How investors use dividends can make a big difference in how much money they make – particularly if they can overcome the attraction of short-term gains and keep their financial future as a focus.
Company news often focuses on rises or falls in the share price, overlooking the importance of the dividend payment. However investors should remember that re-investing their dividend payments back into the stock of the company can be a powerful force for generating wealth.
Many companies listed on share markets pay cash dividends to investors, sometimes twice a year. Investors can choose to take the money or to reinvest it in the company’s shares. Dividend reinvestment plans (DRIP) that automatically reinvest payments are offered by some companies.

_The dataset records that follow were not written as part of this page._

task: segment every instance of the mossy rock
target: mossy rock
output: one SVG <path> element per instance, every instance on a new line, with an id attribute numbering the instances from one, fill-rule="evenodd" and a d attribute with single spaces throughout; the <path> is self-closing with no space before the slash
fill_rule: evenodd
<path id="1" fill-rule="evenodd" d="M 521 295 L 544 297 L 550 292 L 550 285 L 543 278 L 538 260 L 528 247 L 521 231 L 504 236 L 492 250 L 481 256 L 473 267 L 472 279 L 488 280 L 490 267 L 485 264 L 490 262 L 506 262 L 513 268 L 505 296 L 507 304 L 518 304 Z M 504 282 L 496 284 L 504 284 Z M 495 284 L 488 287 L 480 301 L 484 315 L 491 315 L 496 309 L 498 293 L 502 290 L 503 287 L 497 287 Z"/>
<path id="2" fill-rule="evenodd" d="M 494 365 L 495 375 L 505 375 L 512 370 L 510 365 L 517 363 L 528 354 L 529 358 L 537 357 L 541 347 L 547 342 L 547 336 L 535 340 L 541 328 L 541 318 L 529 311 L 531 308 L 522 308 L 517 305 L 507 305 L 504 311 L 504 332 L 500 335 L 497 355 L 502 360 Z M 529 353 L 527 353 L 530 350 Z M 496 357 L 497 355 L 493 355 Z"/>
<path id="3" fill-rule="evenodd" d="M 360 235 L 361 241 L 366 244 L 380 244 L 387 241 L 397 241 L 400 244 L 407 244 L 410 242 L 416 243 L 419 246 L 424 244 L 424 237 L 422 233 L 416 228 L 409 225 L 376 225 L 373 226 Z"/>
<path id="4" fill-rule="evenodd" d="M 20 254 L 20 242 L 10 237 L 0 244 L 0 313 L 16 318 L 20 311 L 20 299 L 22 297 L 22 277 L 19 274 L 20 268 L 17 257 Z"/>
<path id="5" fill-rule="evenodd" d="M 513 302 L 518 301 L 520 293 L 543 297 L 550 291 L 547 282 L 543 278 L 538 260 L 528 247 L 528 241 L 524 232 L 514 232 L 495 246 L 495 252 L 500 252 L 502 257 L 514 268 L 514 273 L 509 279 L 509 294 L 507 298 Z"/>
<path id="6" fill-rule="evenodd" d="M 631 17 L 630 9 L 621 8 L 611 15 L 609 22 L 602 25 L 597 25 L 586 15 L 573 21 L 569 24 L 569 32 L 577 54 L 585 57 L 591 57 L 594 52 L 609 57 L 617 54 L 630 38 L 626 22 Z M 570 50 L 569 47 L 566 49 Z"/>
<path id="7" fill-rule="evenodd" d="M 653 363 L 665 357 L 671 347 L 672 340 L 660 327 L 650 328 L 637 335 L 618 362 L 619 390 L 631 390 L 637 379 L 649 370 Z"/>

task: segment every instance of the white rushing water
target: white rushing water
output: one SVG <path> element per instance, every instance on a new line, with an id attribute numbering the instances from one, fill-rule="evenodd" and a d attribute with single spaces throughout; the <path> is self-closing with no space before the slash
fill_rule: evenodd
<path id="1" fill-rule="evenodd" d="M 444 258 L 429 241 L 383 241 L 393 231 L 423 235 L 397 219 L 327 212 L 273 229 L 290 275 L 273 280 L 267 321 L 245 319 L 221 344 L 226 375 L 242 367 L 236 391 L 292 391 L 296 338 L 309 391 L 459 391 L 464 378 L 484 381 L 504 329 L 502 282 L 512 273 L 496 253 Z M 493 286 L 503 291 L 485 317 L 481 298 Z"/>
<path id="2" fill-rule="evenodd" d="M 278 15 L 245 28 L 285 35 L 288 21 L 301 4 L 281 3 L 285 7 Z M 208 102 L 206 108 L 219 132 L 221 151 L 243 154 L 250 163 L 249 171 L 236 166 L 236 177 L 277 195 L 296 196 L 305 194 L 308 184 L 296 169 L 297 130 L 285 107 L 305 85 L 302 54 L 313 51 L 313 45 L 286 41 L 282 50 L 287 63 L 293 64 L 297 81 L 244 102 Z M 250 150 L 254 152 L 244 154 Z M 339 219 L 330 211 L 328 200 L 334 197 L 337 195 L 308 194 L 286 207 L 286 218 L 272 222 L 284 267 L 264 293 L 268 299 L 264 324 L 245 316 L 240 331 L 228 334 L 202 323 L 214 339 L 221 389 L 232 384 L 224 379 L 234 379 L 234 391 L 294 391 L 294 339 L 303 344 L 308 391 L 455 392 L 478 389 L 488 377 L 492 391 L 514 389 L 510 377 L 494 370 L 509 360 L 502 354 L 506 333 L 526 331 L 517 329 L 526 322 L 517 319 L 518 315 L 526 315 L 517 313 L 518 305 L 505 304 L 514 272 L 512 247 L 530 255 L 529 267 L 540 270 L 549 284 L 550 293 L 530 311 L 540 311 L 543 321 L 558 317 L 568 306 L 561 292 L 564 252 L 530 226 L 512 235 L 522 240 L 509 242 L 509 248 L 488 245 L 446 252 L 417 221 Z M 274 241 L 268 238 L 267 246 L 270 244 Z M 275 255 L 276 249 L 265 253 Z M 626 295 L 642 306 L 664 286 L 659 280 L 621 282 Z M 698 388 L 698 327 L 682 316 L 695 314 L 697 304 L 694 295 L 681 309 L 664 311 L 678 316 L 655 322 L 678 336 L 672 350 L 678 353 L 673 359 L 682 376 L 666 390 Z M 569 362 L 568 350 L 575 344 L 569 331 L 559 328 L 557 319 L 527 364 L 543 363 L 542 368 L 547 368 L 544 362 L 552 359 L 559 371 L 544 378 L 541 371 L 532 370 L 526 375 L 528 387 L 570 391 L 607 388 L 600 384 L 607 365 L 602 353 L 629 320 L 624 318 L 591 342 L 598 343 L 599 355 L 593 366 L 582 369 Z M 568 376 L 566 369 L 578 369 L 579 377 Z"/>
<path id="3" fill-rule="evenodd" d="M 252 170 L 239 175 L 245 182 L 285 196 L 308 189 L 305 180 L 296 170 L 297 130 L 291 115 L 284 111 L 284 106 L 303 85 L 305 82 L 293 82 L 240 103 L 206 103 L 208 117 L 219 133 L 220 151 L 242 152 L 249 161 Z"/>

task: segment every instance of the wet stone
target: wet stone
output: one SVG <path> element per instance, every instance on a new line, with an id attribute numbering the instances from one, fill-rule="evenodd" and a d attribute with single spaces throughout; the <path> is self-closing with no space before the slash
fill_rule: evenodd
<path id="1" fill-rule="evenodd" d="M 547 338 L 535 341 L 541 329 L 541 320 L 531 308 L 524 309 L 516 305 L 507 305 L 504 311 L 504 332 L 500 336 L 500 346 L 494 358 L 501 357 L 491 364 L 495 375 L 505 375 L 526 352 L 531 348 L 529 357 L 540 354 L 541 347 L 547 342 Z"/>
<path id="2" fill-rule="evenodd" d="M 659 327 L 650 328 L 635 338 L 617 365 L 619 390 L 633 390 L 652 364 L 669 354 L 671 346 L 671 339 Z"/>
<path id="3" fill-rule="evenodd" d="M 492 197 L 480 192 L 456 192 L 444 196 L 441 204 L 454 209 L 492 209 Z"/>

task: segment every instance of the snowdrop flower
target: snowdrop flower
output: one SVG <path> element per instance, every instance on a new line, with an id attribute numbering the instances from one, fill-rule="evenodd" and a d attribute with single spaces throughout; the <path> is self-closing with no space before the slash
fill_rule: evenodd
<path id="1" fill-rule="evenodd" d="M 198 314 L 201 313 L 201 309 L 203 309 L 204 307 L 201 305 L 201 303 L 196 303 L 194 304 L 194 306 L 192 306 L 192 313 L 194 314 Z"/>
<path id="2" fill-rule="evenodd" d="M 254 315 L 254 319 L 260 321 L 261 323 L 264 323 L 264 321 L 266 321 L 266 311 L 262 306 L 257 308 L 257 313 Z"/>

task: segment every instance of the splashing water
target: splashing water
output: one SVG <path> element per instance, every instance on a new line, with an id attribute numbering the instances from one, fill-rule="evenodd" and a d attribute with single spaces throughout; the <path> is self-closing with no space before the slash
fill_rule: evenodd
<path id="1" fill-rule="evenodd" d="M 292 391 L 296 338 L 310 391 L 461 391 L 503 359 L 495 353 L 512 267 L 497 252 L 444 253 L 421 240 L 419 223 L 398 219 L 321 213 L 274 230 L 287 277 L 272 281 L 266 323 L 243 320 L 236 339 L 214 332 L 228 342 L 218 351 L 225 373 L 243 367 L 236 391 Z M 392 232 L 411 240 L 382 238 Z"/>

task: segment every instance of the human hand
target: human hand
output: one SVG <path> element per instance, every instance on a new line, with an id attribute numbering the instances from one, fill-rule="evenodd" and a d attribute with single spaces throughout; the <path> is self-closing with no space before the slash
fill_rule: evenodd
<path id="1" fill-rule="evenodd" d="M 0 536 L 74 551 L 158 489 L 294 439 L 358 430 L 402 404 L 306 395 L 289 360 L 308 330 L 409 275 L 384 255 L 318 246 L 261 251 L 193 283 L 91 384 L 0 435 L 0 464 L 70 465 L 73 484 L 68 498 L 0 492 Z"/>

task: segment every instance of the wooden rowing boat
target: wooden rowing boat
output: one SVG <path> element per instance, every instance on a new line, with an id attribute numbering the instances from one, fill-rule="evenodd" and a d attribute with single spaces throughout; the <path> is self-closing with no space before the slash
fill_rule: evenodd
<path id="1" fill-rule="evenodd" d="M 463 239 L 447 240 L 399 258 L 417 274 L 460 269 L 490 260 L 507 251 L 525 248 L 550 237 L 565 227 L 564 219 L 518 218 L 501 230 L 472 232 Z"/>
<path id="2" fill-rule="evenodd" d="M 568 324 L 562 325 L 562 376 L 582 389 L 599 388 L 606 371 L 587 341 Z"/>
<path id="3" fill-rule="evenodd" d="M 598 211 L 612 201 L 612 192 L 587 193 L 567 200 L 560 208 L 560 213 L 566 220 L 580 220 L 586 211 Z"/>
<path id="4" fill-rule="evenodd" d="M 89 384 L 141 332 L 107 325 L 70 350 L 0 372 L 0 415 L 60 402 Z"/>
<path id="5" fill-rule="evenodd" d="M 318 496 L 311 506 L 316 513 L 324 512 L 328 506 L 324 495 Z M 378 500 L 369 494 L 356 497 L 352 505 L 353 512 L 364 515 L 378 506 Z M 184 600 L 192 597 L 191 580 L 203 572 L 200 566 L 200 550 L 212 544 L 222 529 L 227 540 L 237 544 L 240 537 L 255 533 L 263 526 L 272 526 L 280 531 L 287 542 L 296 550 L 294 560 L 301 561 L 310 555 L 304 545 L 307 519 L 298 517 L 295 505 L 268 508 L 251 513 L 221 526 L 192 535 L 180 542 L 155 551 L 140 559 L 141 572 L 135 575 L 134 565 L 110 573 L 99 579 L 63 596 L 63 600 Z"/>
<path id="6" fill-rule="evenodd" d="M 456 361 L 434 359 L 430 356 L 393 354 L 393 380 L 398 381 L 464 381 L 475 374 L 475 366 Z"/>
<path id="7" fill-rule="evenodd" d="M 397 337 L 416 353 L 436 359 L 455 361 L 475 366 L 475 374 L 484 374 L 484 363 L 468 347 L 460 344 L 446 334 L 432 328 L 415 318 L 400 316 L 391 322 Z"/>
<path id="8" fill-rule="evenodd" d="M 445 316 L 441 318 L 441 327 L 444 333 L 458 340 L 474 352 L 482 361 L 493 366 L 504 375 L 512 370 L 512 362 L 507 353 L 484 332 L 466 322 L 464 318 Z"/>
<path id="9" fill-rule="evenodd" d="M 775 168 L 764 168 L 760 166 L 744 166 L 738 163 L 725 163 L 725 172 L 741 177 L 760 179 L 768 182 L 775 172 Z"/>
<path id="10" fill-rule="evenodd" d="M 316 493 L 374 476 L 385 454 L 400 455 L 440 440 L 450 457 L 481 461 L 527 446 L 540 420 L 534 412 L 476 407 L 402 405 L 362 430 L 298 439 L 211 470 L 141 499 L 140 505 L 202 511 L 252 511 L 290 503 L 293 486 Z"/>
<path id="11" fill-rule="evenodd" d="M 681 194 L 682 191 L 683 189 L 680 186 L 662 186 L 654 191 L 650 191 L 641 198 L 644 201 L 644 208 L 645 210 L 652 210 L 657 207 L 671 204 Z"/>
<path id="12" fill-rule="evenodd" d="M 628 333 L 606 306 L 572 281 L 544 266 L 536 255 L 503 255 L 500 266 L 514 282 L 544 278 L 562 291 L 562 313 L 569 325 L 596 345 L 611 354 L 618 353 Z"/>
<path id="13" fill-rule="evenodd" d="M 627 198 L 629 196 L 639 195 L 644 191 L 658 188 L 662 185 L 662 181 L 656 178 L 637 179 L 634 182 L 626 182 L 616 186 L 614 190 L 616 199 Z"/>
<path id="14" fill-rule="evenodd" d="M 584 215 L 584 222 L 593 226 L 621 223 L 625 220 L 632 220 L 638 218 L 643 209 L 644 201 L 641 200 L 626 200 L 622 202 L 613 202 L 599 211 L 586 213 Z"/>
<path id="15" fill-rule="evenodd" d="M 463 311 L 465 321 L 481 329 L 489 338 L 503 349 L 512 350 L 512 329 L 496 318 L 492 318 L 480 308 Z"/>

Studies show that dividend reinvestment can make more of a difference financially than gains in the capital value of shares. The influential book Triumph of the Optimists found that over a 101-year period, a portfolio of shares with dividends reinvested would have generated 83 times as much wealth as relying on capital gains alone.
The reason for large gains is similar to the way compound interest leads to growth for cash when the interest is reinvested with the balance.
Dividend reinvestment has twice that power. Automatically buying more shares increases future dividend payments and also increases the number of shares held. Investors can further compound the effect by making a commitment to regular saving.
When money is taken out of long-term investments early, be aware that this will also cut reinvestment returns.
A problem is that people tend to value smaller immediate returns over large long-term rewards. This is known as “hyperbolic discounting” – the preference of many to go for the quick win.
One way households can put the value of dividend reinvesting into context is to imagine what their financial needs will be in a few years’ time. Seeing an older version of yourself may make the implications of financial choices more vivid – and has been shown to boost retirement savings. But imagining life in the future was not common amongst respondents to an eZonomics poll.
Divide and thrive
It’s a good idea to have liquid funds for “rainy day” emergencies but in addition build a long-term savings pot. Commitment contracts or investments that make it difficult to withdraw money early can be good ways to encourage reinvestment and curb temptation to dip into funds.
After all, the research shows that a little restraint in the short-term can pay huge amounts over time.